The situation is so desperate that the Centre has airlifted 35 tonnes of petroleum products to Manipur and is going to send seventy more tonnes by the aerial route. Besides, 20,000 para-military forces are being dispatched to maintain law and order at least until after the elections. As they arrive, Manipur will look like an embattled State. The Nagas and the security forces are likely to battle it out, but few ordinary voters in the Naga areas may venture to step out of their homes to cast their votes for fear of being caught in the cross-fire between the two.
Twenty thousand paramilitary forces in addition to the State Police and the Assam Rifles in a State which has a population of just 25 lakhs, underlines the gravity of the situation. The population is divided between the Imphal Valley (2,238 sq.kms) and the hills (20,089 sq. km.) But roughly two-thirds of the population live in the Valley, and only one-third (consisting mainly of different tribes) lives in the hills.
The BJP's quandary in the present situation is obvious. When Chief Minister Ibobi met Union Home Minister Rajnath Singh in the early days of the blockade (that is, at the beginning of November), he told Rajnath that the UNC was the 'mouthpiece' of the NSCN-IM with which the Centre had concluded a Framework Agreement on August 3, 2015, and with which it was still continuing a dialogue. Therefore, Ibobi said, Rajnath should intercede with the NSCN-IM and persuade it to lift the economic blockade.
At a recent press conference, Ibobi said that Rajnath told him he would get the blockade lifted "the very next day" if the State Government gave him the assurance that the Sadar Hills and Jiribam (two of the seven new districts created) would not be declared full-fledged districts.

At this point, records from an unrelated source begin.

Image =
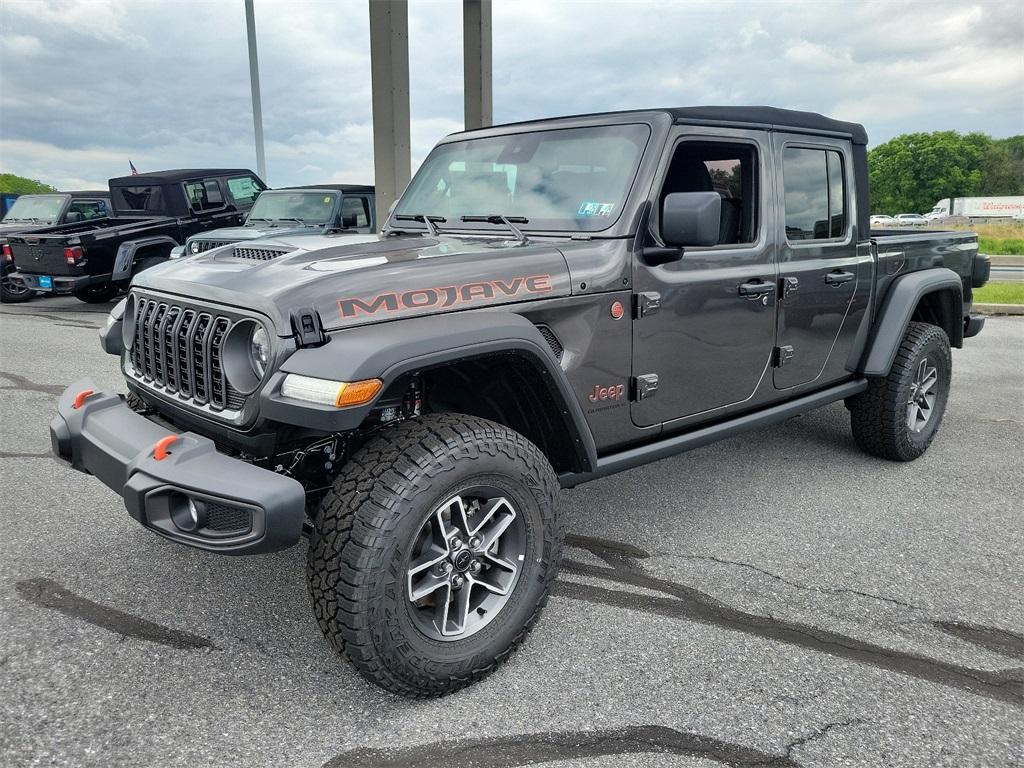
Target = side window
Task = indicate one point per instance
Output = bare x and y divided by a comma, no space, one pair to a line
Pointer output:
204,196
729,169
90,209
244,189
354,211
814,182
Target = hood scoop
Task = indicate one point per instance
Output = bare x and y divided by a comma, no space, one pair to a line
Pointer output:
261,253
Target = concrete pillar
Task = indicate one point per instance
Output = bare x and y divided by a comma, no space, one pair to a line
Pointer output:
389,79
476,64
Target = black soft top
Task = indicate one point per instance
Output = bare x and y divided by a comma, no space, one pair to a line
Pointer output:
771,117
181,174
761,117
344,188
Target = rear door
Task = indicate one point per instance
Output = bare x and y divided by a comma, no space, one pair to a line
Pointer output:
705,325
820,271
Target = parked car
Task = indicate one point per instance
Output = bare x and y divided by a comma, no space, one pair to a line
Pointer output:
30,213
910,219
295,210
153,213
546,305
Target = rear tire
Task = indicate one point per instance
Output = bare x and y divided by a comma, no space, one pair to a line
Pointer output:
13,291
898,416
97,294
380,536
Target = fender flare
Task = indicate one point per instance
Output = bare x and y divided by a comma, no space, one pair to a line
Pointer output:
896,312
125,258
390,350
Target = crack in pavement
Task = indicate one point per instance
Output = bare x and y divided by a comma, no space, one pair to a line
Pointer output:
530,749
798,585
820,733
1004,642
49,594
27,385
691,604
57,320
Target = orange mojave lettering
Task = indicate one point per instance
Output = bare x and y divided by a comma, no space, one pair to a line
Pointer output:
445,296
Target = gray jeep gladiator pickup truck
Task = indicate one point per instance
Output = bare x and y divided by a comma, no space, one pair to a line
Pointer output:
548,303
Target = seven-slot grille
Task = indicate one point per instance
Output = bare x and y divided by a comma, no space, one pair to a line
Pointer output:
179,349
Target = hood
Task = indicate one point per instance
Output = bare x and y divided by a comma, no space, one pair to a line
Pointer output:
238,233
352,280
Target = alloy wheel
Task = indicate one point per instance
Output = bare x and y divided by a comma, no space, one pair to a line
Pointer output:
924,390
465,563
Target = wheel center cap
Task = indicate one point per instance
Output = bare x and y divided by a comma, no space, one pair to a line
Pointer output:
463,559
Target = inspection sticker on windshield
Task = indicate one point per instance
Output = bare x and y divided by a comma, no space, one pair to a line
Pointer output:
595,209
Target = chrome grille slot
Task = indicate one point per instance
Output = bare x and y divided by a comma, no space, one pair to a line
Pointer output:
179,350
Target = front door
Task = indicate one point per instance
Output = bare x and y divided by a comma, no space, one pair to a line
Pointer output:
705,325
819,267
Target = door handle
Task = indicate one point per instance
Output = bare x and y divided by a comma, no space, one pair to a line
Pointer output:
839,278
756,289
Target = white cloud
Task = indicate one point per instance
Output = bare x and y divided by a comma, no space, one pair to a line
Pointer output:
167,84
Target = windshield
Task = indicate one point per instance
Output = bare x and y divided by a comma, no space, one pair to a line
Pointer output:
36,208
573,179
307,207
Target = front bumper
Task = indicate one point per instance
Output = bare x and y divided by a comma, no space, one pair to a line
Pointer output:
240,509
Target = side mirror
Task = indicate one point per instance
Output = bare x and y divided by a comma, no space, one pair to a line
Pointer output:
691,218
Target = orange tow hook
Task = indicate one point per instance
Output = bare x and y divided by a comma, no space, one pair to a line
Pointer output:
160,450
80,398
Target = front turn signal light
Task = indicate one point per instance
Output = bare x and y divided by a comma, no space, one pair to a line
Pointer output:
329,392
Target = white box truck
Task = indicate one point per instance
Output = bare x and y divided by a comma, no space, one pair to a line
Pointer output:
979,208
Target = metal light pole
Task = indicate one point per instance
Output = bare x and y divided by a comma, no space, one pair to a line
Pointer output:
254,80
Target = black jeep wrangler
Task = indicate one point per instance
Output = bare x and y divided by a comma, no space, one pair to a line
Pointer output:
548,303
152,214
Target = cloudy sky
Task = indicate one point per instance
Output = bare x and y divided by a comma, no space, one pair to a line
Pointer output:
87,85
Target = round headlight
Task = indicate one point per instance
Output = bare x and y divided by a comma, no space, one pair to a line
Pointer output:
259,350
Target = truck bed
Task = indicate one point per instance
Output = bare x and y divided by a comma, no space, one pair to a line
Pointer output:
42,251
900,252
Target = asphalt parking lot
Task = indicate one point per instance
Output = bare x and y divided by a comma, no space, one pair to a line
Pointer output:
776,599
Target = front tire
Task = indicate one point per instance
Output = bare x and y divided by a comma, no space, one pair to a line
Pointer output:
898,416
434,551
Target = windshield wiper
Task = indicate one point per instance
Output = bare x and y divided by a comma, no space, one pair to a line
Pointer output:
424,218
509,221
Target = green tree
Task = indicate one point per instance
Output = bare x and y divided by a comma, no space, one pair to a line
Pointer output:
910,172
22,185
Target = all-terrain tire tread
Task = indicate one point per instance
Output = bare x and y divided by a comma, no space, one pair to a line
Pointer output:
878,416
358,513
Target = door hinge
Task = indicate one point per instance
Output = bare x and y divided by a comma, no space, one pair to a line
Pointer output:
644,386
790,287
647,303
783,354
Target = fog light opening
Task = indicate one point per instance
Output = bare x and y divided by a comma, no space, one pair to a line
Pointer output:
188,514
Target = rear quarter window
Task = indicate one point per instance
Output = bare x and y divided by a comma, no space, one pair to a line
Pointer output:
245,189
204,196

To this, Ibobi told Rajnath that the creation of new districts is an internal matter of the State and that "No authority can dictate the State Government on such matters." If Ibobi's account is accurate, then it is clear that the BJP wants to assuage the feelings of the Nagas, but Ibobi has dug in his heels and would not yield an inch on the creation of new districts.
The BJP cannot afford to antagonise the Nagas. Abandoning the cause of the Nagas of Manipur will have its immediate impact in bordering Nagaland where the BJP has been running a coalition government with the Naga People's Front (NPF) since 2003 as a junior partner. Straining of relations with the Nagas of Manipur will endanger the government in Nagaland where the BJP has been able to increase its strength by organising defections. Three NCP legislators defected to the BJP in June 2014, leaving a lone party MLA in the House. In November that year, all eight Congress MLAs defected to the NPF, the senior partner of the coalition.
Just as the BJP cannot terminate its relationship with Mehbooba Mufti's PDP, howsoever it may dislike the PDP and its policies, it cannot quit the coalition with the NPF in Nagaland either. It cannot afford to lose the toehold it has acquired in this north-eastern State. So, tightrope walking and doing political acrobatics like befriending the Meiteis of Manipur without alienating the Manipuri Nagas is all that the BJP can do at the moment. Then there is another imponderable. How have the north-eastern States fared post-demonetisation? Very badly, indeed.